第一个版本接受文件路径和图像名称作为参数,从文件中读取图像进行处理。它的实现流程如下:
1、使用OpenCV的imread函数从文件中读取图像,以BGR格式存储在originSrc变量中。计算originSrc图像的最大边长,将其存储在originMaxSide变量中,使用std::max函数比较图像的宽度和高度。
2、创建一个cv::Rect对象paddingRect,表示填充区域的位置和大小,其中padding用于指定填充的大小,originSrc.cols和originSrc.rows表示填充后的图像的宽度和高度。调用名为makePadding的函数,传递originSrc和padding参数,返回填充后的图像,并将其存储在paddingSrc变量中。

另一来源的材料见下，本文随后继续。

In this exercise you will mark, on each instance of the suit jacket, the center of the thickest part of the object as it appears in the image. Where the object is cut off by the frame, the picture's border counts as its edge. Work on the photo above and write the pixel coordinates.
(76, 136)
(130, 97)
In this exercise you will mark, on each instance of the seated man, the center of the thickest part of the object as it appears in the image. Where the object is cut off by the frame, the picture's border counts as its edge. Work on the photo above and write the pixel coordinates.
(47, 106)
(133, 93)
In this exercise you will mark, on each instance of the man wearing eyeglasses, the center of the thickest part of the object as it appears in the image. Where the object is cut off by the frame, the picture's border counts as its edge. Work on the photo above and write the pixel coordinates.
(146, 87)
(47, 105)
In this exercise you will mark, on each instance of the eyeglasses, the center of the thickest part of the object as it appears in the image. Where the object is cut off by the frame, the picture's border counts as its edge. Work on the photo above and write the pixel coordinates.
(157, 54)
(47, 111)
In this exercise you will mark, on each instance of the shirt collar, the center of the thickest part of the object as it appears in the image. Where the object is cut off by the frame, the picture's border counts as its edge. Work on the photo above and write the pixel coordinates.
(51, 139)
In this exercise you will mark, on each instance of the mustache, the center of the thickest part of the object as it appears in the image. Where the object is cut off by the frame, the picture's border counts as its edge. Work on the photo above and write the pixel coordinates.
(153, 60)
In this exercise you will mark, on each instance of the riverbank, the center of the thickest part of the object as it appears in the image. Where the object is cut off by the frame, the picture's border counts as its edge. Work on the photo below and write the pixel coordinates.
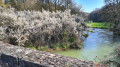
(96, 46)
(100, 25)
(14, 56)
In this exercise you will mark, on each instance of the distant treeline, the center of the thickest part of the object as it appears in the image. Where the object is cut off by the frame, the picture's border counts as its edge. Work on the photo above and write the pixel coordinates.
(109, 13)
(51, 5)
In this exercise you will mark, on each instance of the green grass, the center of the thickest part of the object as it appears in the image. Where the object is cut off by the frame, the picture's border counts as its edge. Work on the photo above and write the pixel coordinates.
(99, 24)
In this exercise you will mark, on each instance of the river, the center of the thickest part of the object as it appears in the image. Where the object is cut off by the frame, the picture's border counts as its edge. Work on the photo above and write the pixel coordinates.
(96, 46)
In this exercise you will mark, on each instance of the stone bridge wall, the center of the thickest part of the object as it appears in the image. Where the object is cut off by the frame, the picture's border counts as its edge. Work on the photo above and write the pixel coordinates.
(14, 56)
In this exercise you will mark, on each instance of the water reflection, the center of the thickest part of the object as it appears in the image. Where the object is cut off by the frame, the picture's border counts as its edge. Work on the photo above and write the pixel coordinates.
(96, 46)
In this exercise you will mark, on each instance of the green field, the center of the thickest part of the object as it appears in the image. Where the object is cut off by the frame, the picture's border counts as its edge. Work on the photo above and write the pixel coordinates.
(99, 24)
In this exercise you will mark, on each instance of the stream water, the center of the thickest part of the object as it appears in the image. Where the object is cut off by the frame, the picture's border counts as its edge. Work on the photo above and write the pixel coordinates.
(96, 46)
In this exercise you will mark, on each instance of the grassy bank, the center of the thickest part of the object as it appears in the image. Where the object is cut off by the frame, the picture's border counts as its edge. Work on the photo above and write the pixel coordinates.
(102, 25)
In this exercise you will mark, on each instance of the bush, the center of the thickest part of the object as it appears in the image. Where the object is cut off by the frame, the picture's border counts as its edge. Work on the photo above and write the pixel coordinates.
(40, 28)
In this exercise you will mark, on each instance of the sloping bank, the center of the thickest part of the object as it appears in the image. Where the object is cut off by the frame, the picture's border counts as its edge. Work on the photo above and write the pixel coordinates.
(14, 56)
(41, 30)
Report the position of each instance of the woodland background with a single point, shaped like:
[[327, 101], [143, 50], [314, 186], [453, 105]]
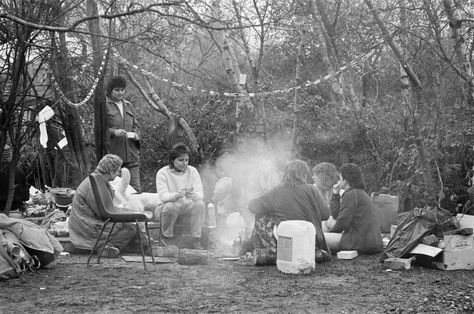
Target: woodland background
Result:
[[386, 84]]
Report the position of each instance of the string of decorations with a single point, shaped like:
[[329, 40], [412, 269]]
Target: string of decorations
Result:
[[328, 77], [91, 91]]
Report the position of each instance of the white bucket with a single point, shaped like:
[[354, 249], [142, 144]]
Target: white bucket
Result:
[[295, 247]]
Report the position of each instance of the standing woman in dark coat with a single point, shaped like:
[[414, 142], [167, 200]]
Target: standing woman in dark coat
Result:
[[355, 213], [293, 199], [123, 137]]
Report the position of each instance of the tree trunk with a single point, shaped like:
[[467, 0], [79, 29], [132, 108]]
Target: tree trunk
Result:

3、调用名为getScaleParam的函数,传递paddingSrc和resize参数,返回一个ScaleParam对象scale,用于缩放图像。
4、调用同名的detect函数,传递文件路径和图像名称作为参数,填充后的图像paddingSrc、填充区域paddingRect、缩放参数scale,以及其他参数,将返回的结果存储在result对象中。返回result对象作为函数的结果。

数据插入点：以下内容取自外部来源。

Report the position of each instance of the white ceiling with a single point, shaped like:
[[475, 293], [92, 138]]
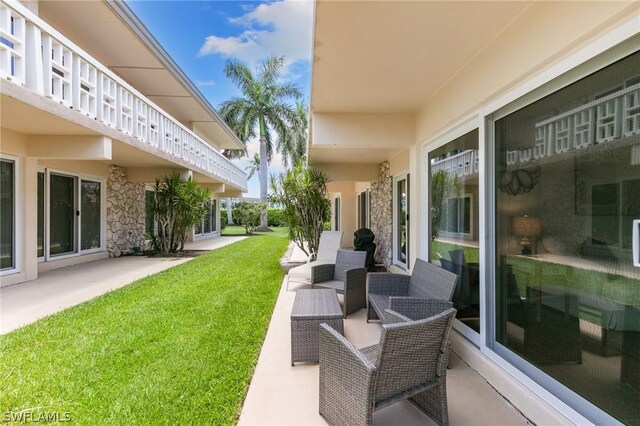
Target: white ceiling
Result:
[[391, 56]]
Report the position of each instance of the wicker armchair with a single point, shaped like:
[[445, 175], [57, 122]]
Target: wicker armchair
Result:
[[409, 362], [347, 276], [409, 293]]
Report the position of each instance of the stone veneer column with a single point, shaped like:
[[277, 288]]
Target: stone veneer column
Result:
[[125, 212], [381, 214]]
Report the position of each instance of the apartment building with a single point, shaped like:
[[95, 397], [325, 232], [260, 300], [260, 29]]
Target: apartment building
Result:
[[500, 140]]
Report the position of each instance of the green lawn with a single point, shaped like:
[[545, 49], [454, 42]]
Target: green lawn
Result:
[[178, 347], [233, 230]]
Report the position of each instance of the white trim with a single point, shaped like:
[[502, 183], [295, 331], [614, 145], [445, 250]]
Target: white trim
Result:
[[602, 52], [394, 213], [17, 222]]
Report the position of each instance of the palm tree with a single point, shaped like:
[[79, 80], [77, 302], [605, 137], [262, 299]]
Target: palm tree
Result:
[[294, 144], [263, 106]]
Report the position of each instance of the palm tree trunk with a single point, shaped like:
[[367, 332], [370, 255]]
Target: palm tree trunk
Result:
[[263, 180], [229, 215]]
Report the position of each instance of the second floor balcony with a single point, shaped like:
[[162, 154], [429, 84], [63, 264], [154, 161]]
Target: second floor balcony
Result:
[[35, 56]]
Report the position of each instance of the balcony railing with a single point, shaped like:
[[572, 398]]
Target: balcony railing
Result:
[[602, 121], [459, 165], [36, 56]]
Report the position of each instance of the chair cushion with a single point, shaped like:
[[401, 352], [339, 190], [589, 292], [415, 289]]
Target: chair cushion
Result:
[[338, 286], [371, 352], [379, 302]]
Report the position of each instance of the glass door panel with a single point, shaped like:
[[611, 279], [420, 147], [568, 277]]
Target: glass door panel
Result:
[[401, 212], [62, 215], [91, 212], [41, 212], [207, 218], [453, 223], [7, 212], [568, 190]]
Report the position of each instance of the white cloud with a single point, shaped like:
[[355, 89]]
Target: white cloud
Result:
[[280, 28]]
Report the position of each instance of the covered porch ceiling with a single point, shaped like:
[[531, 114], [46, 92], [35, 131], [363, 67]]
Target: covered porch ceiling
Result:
[[111, 33], [392, 56]]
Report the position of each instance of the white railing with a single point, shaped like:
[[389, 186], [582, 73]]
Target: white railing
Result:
[[459, 165], [601, 121], [35, 55]]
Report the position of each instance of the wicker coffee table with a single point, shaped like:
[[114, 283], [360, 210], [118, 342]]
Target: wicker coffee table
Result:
[[310, 309]]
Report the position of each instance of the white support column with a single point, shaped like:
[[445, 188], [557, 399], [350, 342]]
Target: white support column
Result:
[[34, 78]]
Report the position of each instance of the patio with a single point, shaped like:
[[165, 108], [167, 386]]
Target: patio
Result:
[[285, 395]]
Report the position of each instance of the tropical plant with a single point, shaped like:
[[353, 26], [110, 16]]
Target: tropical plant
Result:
[[247, 215], [178, 205], [294, 142], [302, 191], [443, 185], [263, 106]]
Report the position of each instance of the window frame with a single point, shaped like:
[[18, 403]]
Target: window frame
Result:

第二个版本接受一个cv::Mat对象作为输入,直接对该图像进行处理。它的实现流程与前一个版本类似,只是省略了文件读取的步骤,而是直接使用传入的mat作为原始图像。这两个版本的detect函数的目的是根据输入的图像进行字符识别,并返回一个OcrResult对象作为结果。具体的处理步骤包括图像大小调整、填充、缩放和字符识别等过程。
## 推理
### 推理分为三部分:
#### 第一部分:
DbNet::getTextBoxes(){}使用ch_ppocr_v3_det_infer.onnx模型,这是一个预训练的文本检测模型,用于文本检测任务。它可以检测图像中的文本区域,并返回文本框的位置和边界框信息。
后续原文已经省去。